-
Notifications
You must be signed in to change notification settings - Fork 22
Plug in API Corpora Archive
Plug-ins / [corparch]
interface: plugins.abstract.corpora.AbstractSearchableCorporaArchive type: required client-side: yes
The corparch plug-in provides a way how to search and select corpora.
# AbstractSearchableCorporaArchive.get_corpus_info(corp_id, language=None)
Returns:
- plugins.abstract.corpora.CorpusInfo
# AbstractSearchableCorporaArchive.get_list(user_allowed_corpora)
# AbstractSearchableCorporaArchive.search(plugin_api, user_id, query, offset=0, limit=None, filter_dict=None)
Returns a subset of corplist matching provided query.
arguments:
- plugin_api -- a controller.PluginApi instance
- user_id -- a database ID of the user who triggered the search
- query -- any search query the concrete plug-in implementation can understand (KonText itself just passes it around).
- offset -- return a list starting from this index (zero-based; default is 0)
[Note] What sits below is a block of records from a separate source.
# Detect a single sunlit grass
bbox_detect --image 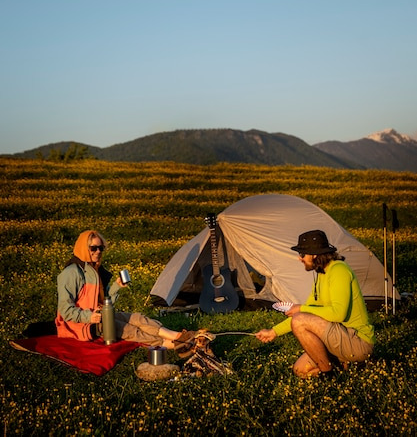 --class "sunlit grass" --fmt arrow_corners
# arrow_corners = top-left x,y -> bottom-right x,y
0,159 -> 417,436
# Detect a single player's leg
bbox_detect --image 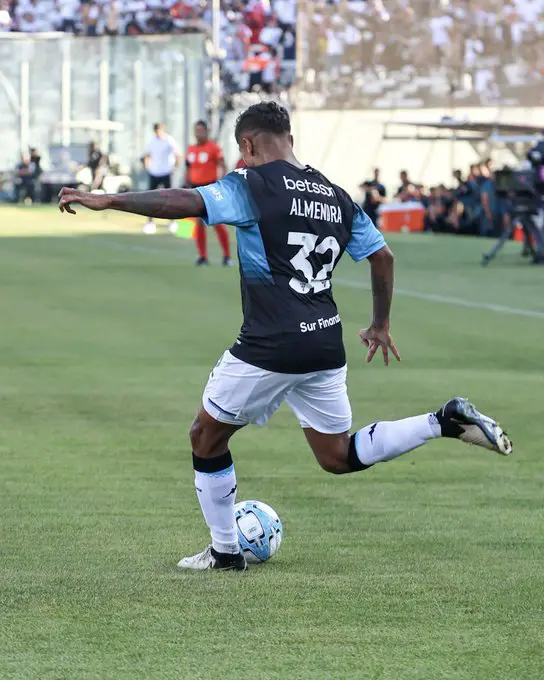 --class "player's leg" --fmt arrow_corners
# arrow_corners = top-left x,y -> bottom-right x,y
286,369 -> 512,474
215,224 -> 232,267
178,407 -> 246,571
195,220 -> 209,267
178,352 -> 290,571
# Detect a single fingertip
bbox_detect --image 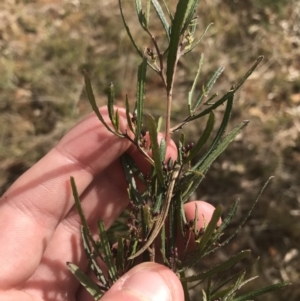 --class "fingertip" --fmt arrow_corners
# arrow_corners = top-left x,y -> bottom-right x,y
102,262 -> 184,301
183,201 -> 222,230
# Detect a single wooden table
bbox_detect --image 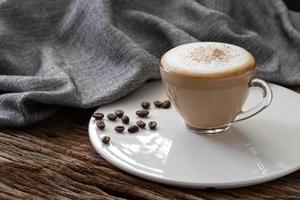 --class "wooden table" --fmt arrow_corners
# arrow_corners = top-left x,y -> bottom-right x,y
0,89 -> 300,200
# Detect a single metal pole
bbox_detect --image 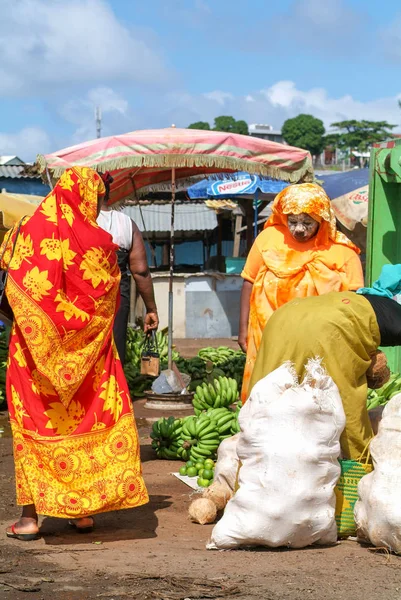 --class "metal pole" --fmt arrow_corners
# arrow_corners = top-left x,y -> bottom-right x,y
168,167 -> 175,369
253,190 -> 258,240
95,106 -> 102,139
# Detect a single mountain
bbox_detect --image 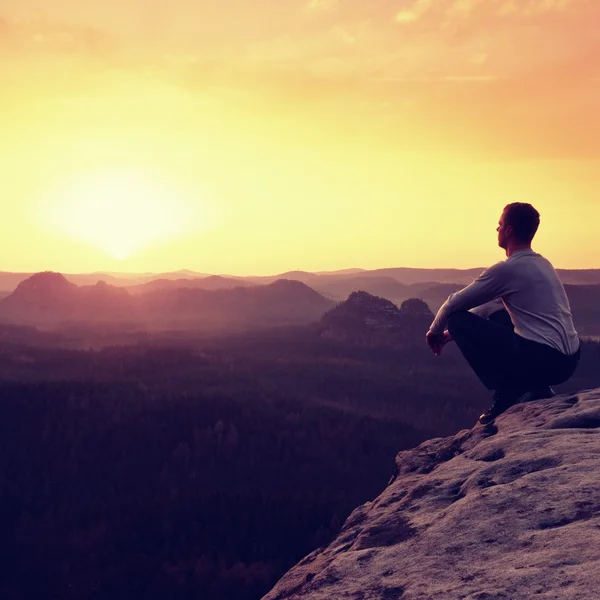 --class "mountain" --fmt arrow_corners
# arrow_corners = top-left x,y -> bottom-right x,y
127,275 -> 251,294
264,390 -> 600,600
139,279 -> 334,329
320,291 -> 433,346
0,272 -> 135,325
0,273 -> 334,330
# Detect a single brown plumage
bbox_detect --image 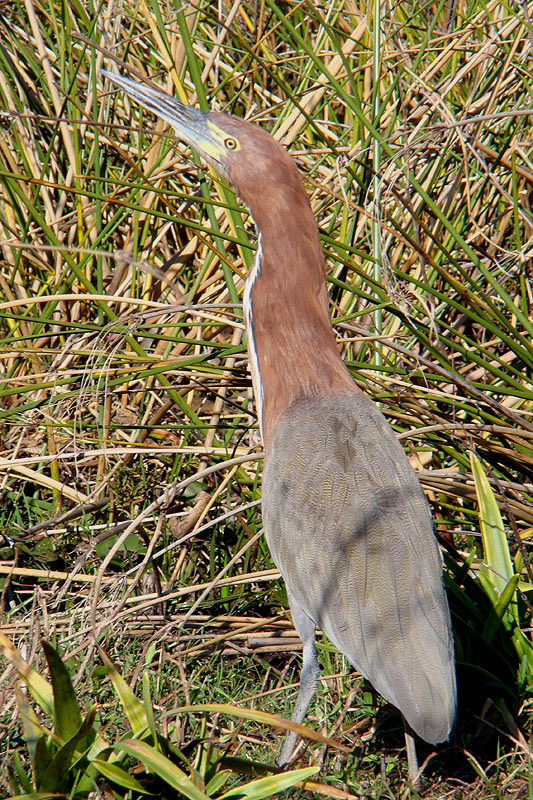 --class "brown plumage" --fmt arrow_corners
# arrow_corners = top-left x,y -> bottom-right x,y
106,73 -> 456,777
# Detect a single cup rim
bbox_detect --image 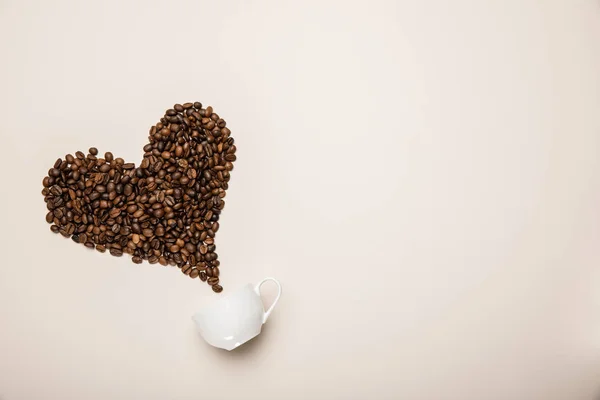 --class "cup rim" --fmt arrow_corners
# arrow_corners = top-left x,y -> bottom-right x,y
194,283 -> 254,316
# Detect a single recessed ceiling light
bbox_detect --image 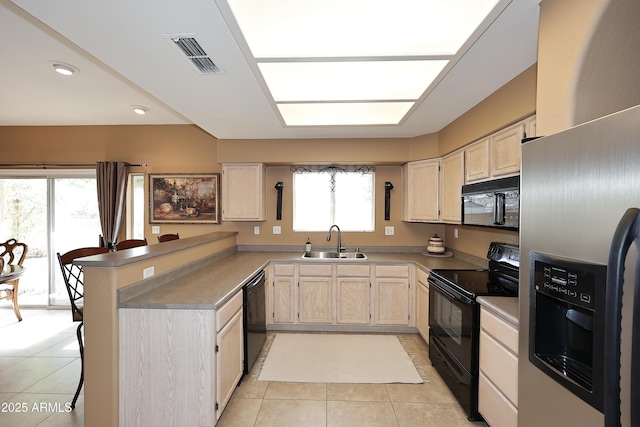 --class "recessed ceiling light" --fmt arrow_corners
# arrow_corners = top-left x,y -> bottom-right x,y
131,105 -> 149,116
53,63 -> 77,76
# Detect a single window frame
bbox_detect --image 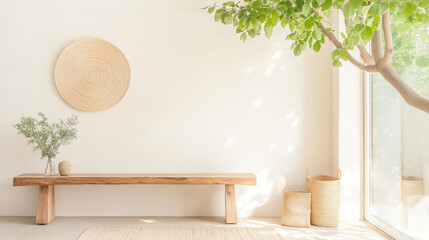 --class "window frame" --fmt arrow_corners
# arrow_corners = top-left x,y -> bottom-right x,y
362,72 -> 412,240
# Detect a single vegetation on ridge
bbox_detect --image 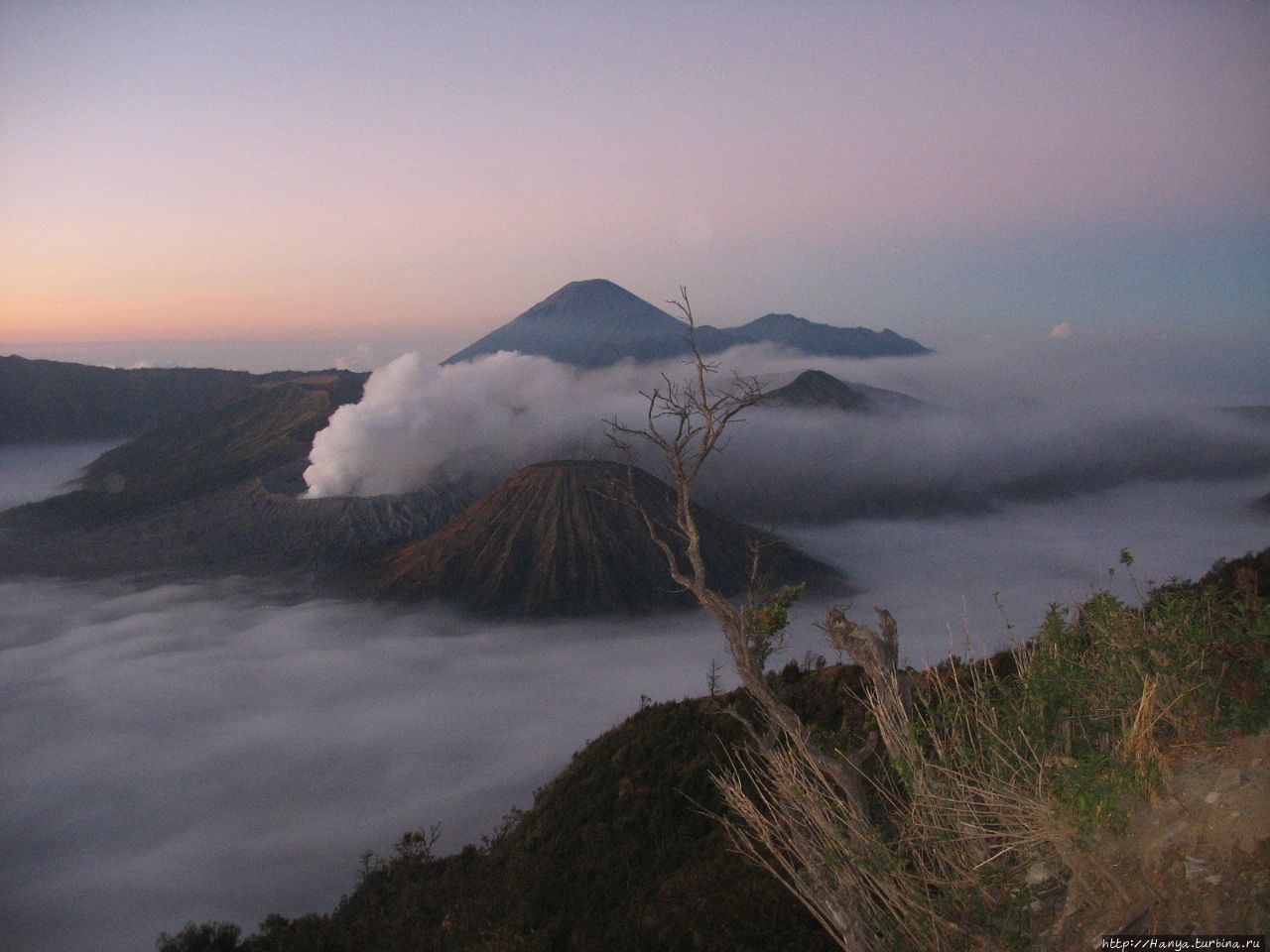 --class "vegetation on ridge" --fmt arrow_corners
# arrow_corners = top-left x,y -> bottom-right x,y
158,549 -> 1270,952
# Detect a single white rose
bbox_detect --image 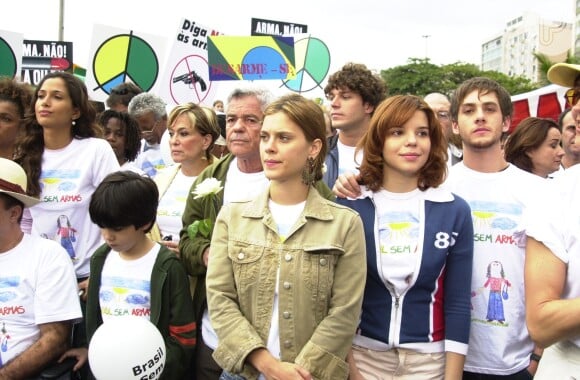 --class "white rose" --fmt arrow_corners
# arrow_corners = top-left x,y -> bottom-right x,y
192,178 -> 223,199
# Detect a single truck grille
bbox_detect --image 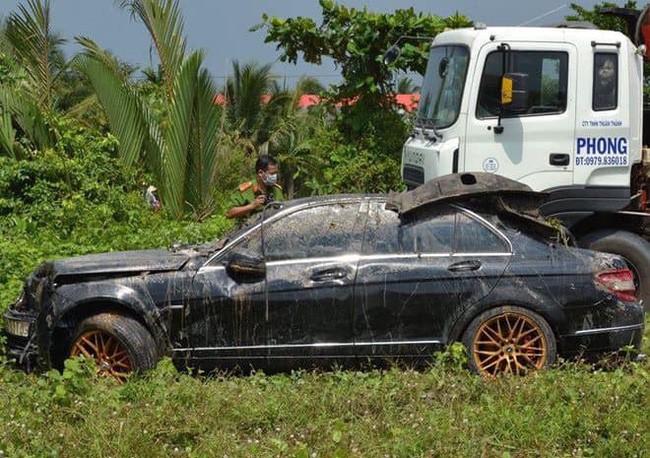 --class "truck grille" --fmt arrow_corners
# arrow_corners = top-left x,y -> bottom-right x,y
403,165 -> 424,188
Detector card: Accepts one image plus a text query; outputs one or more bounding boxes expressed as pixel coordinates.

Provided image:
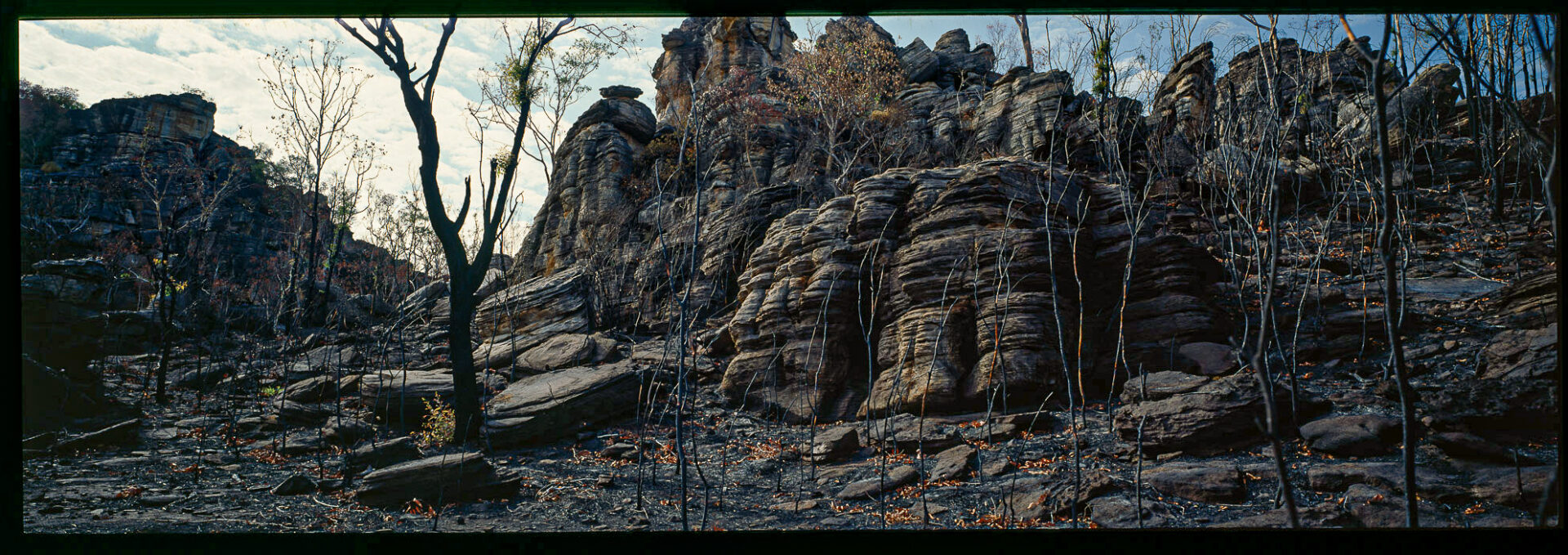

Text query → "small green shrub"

- limit -- a maximum number of items to return (default is None; interpretation of None is up to the plug-in, i.e. it can be "no limit" or "default limit" etc.) *filter_dict -- a dict or werkzeug.datastructures.MultiDict containing additional arguments of the search request; KonText just passes Request.args here
returns:
- a JSON-serializable dictionary a concrete plug-in implementation understands
# AbstractSearchableCorporaArchive.initial_search_params(user_id, lang)
This plug-in reads a hierarchical list of corpora from an XML file (it can be part of config.xml but not necessarily). A corpus is described and placed in a hierarchy in the following way:
<corplist title="">
<corplist title="Synchronic Corpora">
<corplist title="SYN corpora">
<corpus id="SYN2010" web="http://www.korpus.cz/syn.php" sentence_struct="s" tagset="czech_tagset" />
... etc...
</corplist>
<corplist title="Diachronic Corpora">
<corpus id="DIA" />
</corplist>
</corplist>
</corplist>
Attributes for the corplist element:
attr. name | description |
---|---|
title | name of the group |
Attributes for the corpus element:
attr. name | description |
---|---|
ident | name of the corpus (as used within registry files) |
sentence_struct | structure delimiting sentences |
tagset | (optional) tagset used by this corpus |
web | (optional) external link containing information about the corpus |
Please note that you do not have to put the corplist subtree into the config.xml file. corparch can be configured to load any XML file and search for the tree node anywhere you want.